Discovery of the new isotope 251Lr: Impact of the hexacontetrapole deformation on single-proton orbital energies near the Z=100 deformed shell gap

The products of the 203,205Tl(50Ti, 2n) fusion-evaporation reactions were studied using the recently commissioned Argonne Gas-Filled Analyzer at Argonne National Laboratory. Two alpha-decay activities with energies of 9210(19) and 9246(19) keV and half-lives of 42+42-14 and 24.4+7.0 -4.5 ms were observed which were followed by the known alpha decays of 247Md and 243Es. They are interpreted as originating from the 1/2-[521] and 7/2-[514] single-proton Nilsson states in the hitherto unknown isotope 251Lr. From the measured Q alpha values the 1/2- level was placed 117(27) keV above the 7/2- level in 251Lr in contrast to 255Lr where the 1/2- level is the lowest. Also, the alpha decay of 253Lr was studied in more detail and a new alpha line at 8660(20) keV was found and a new half-life value of 2.46(32) s for an isomeric state in 253Lr was measured. The 251,253,255Lr Q alpha values were compared with predictions of various mass models.

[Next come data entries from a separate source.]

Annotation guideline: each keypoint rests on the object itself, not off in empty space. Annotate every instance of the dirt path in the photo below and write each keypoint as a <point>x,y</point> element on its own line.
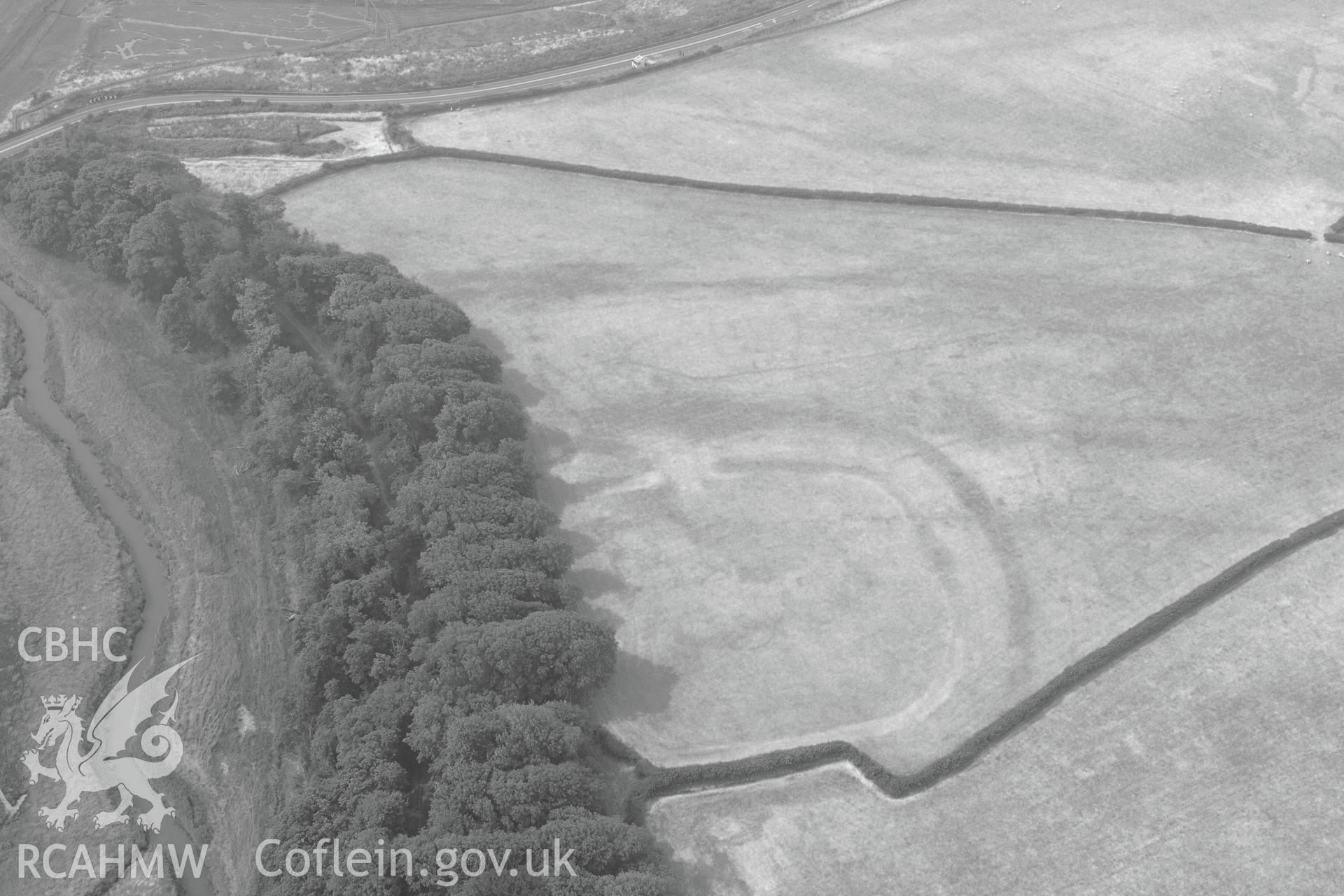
<point>150,568</point>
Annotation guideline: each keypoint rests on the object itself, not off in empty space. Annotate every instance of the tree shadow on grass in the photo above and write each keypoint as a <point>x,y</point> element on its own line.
<point>638,688</point>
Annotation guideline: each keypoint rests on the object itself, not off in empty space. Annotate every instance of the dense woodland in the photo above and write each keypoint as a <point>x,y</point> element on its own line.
<point>438,671</point>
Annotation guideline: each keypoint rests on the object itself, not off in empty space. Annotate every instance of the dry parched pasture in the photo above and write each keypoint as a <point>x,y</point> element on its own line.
<point>1205,763</point>
<point>1217,108</point>
<point>873,473</point>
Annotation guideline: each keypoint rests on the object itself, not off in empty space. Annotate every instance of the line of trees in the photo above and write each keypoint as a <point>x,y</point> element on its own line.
<point>440,666</point>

The relative energies of the 1/2-[521] and 7/2-[514] single-proton Nilsson states in 251,253,255Lr isotopes were compared with results of the cranking shell model with pairing treated using the particle-number-conserving method. The level separation and, in particular, the level order change between 251Lr and 255Lr was reproduced only when the hexacontetrapole deformation epsilon 6 was included in the calculations.